The missing bit
This looks to be an excellent article and I'll read it more carefully when I get a moment free, but on first glance it seems to miss the real key to the Osbourne story, which is this:
Osbourne grew at a fantastic rate at a time when computer prices were falling very fast. It grew largely at the expense of other Australian manufacturers and retailers simply by pretending to offer amazing prices, prices often below the cost price of the components required to build a similar system. Many competing organisations went to the wall at this time because Osbourne were undercutting them.
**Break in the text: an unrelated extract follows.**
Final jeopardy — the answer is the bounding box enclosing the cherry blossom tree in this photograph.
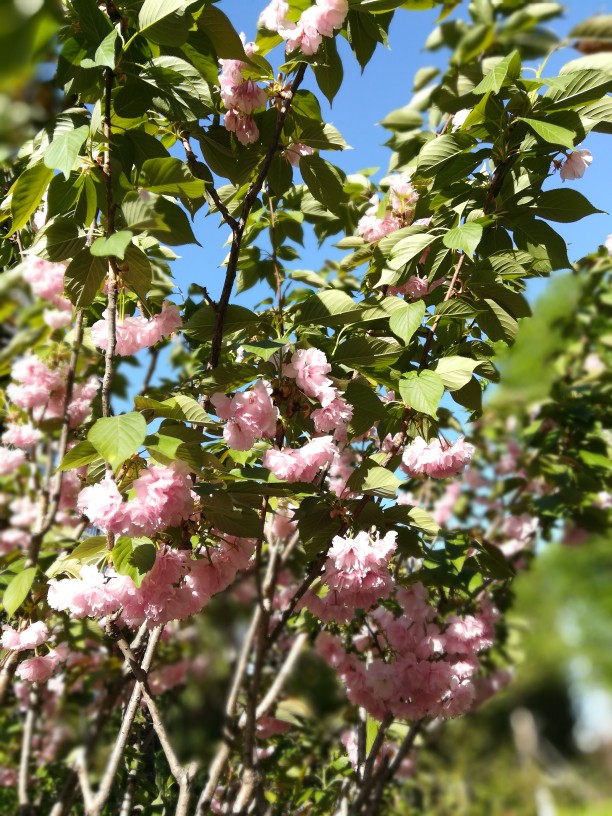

How could they do this? It was a simple trick: Osbourne took the money six weeks in advance.Six weeks was a very long time in the computer industry in those days, long enough to see prices change considerably, often by hundreds of dollars. (Typically, the retail price of a typical system wouldn't change so much, but the components would: you'd be shipping a 486DX/2-66 instead of a 486DX/2-50 as your most popular model, or upping the RAM or the graphics card, installing a 5400 RPM 850MB hard drive instead of the 4500RPM 500MB unit you using a few weeks prior.
Osbourne, in short, had found a way to sell into today's market at much lower future prices. By the time they actually delivered a system, it was about the same system at about the same price as most competitors were shipping on that same day, so they could break even or make a small profit - but most buyers were not awake to the trickery and thought Osbourne gear was very cheap. And, of course, Osbourne had had the use of the customers' money in the meantime.
Eventually, inevitably, prices stabilised for a little while and the currency moved the wrong way, leaving Osbourne with no competitive advantage, no cash on hand, and a huge backlog of paid-for orders but no stock to fill them with. They went spectacularly broke and their many gullible customers paid the price. I remember selling several $2000 and $3000 systems at this time to people who had already paid in full for an Osbourne and got nothing at all except an expensive lesson in shonky business ethics.